One way to help this research is to find closest relatives for languages of Americas. And then use knowledge of said relatives for decryption of American languages.

It can be possible, as such relatives were found, or at the very least, were suspected to be found, see links below (maybe there are more):

Dené–Yeniseian is a proposed language family consisting of the Yeniseian languages of central Siberia and the Na-Dené languages of northwestern North America.

https://en.wikipedia.org/wiki/Den%C3%A9%E2%80%93Yeniseian_languages

The Eskaleut (/ɛˈskæliuːt/), Eskimo–Aleut or Inuit–Yupik–Unangan languages are a language family native to the northern portions of the North American continent and a small part of northeastern Asia.

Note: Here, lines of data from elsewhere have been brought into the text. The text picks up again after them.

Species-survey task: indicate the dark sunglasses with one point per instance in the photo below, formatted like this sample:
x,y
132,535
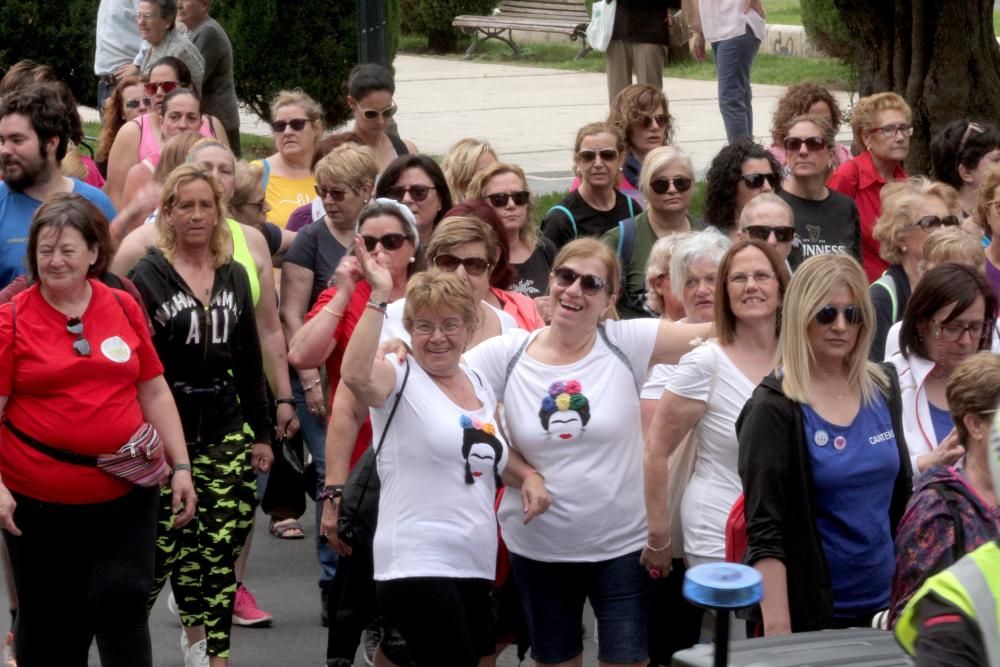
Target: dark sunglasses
x,y
590,284
662,185
389,241
606,154
474,266
763,232
828,315
165,86
417,192
334,193
933,222
813,144
297,124
500,199
74,325
756,181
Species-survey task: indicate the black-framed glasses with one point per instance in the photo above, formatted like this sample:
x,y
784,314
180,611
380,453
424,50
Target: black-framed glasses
x,y
334,193
474,266
297,125
756,181
929,222
606,155
763,233
417,192
812,144
589,283
81,346
389,241
662,185
890,131
827,315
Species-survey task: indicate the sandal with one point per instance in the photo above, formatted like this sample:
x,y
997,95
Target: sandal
x,y
287,529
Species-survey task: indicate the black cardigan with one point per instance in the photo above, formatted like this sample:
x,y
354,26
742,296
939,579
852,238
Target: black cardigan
x,y
780,510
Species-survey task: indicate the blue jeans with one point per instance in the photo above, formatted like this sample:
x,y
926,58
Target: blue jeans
x,y
733,58
313,429
553,595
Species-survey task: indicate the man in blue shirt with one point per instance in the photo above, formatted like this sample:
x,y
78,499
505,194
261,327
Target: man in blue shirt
x,y
34,136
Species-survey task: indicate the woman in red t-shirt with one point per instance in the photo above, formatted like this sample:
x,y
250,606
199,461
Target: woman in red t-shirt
x,y
79,373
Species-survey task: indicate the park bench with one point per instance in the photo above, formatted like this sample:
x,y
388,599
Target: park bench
x,y
563,17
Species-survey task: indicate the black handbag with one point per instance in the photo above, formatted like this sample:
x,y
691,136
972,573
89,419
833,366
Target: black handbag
x,y
359,499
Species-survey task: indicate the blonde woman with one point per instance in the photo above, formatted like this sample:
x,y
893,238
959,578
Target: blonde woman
x,y
911,210
466,158
825,469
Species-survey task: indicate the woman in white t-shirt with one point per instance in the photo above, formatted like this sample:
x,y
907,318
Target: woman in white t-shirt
x,y
439,465
571,404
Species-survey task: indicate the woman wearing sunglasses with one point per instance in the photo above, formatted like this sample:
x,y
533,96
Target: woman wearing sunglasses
x,y
598,205
826,221
370,89
667,184
738,173
570,392
297,126
882,128
143,137
822,458
911,210
702,398
950,316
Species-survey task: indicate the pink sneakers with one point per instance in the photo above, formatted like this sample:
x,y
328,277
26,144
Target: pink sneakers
x,y
245,611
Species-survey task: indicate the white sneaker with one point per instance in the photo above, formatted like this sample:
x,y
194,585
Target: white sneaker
x,y
197,654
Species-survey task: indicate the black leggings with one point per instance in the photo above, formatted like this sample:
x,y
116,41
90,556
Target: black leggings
x,y
84,571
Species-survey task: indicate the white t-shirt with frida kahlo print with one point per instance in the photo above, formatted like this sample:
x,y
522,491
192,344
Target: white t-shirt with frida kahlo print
x,y
438,467
577,424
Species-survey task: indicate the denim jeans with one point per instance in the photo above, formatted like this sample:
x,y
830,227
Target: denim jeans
x,y
733,58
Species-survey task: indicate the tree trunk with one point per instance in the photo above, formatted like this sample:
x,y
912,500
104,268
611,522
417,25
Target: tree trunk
x,y
941,55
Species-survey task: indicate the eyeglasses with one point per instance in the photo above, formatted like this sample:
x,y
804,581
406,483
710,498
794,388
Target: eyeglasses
x,y
297,124
74,326
953,331
606,155
500,199
335,193
647,120
166,86
812,144
763,233
389,241
590,284
662,185
933,222
449,327
474,266
759,278
372,114
756,181
417,192
890,131
827,315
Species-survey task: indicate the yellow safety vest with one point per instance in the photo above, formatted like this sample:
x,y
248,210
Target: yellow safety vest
x,y
973,586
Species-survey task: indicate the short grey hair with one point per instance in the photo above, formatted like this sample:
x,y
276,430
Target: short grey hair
x,y
761,199
709,244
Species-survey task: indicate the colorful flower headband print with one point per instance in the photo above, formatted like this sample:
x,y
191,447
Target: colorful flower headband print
x,y
481,449
565,411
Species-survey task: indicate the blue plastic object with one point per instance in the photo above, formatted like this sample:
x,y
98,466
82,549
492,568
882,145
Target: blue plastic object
x,y
723,586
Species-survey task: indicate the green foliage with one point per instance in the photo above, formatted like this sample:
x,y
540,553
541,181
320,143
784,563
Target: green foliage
x,y
60,34
433,18
826,29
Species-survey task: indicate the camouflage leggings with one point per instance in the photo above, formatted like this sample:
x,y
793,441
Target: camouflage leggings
x,y
199,558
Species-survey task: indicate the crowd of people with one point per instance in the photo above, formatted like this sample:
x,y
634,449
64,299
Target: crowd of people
x,y
506,420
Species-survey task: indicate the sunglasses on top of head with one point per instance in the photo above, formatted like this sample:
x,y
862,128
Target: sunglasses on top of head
x,y
589,283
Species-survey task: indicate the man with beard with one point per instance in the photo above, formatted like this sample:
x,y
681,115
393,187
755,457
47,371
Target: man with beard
x,y
34,135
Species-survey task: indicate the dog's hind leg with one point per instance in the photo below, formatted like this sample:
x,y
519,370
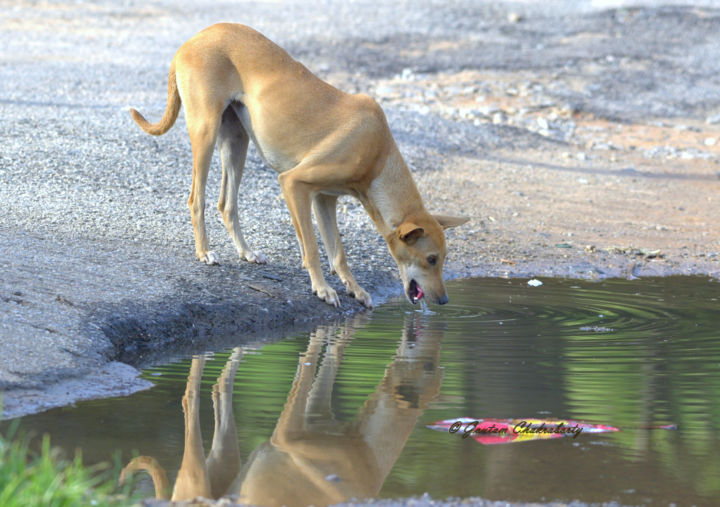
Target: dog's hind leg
x,y
232,143
324,206
203,122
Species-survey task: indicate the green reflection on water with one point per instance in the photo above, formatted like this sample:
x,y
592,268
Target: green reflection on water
x,y
627,354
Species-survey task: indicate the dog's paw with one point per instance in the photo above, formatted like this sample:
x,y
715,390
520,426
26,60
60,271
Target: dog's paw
x,y
354,290
361,295
328,295
210,258
255,257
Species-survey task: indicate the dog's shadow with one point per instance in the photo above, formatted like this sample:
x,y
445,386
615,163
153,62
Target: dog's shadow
x,y
311,458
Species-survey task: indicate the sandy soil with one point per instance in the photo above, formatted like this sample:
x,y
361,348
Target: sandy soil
x,y
582,142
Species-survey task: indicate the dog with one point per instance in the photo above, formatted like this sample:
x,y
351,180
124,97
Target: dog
x,y
314,456
237,85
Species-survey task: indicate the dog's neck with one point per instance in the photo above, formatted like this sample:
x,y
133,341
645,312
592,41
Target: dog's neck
x,y
393,197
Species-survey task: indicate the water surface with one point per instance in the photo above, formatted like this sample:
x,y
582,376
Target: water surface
x,y
344,410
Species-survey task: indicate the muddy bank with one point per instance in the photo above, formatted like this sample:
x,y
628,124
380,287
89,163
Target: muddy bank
x,y
581,142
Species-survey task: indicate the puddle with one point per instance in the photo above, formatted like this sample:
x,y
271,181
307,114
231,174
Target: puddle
x,y
343,411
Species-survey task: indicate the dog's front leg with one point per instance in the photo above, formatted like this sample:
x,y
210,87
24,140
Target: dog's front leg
x,y
324,206
298,198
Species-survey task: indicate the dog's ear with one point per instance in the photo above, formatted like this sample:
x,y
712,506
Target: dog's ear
x,y
409,232
446,221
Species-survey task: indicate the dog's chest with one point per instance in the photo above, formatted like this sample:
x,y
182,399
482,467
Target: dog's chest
x,y
272,157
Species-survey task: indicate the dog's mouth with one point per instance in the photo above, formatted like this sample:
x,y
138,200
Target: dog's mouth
x,y
415,293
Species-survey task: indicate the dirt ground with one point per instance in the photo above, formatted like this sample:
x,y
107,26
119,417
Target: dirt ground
x,y
582,141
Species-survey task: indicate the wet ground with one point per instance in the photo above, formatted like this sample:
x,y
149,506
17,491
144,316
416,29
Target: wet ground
x,y
295,417
581,141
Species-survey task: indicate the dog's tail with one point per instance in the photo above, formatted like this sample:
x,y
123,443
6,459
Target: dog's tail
x,y
157,472
171,110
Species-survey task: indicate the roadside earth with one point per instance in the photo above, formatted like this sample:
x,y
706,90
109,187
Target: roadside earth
x,y
581,142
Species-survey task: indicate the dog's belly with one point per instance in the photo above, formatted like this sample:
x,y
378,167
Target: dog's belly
x,y
275,159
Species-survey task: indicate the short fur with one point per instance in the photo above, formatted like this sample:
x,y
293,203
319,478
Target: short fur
x,y
237,85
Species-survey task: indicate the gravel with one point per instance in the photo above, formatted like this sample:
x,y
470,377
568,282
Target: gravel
x,y
97,260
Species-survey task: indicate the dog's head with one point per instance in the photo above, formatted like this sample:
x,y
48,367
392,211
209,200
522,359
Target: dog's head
x,y
418,246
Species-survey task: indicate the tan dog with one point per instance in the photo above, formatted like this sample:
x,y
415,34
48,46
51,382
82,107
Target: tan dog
x,y
312,457
237,85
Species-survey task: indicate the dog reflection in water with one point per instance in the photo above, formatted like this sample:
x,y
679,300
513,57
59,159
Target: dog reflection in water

https://en.wikipedia.org/wiki/Eskaleut_languages

Dené–Caucasian is a proposed language family that includes widely-separated language groups spoken in the Northern Hemisphere: Sino-Tibetan languages, Yeniseian languages, Burushaski and North Caucasian languages in Asia; Na-Dené languages in North America; and the Vasconic languages from Europe (including Basque).

https://en.wikipedia.org/wiki/Den%C3%A9%E2%80%93Caucasian_languages

And once you figured out some of American languages this way (i.e. learned it), you can use said knowledge to help decrypt other American languages, especially language of neighbors of speakers of said American language.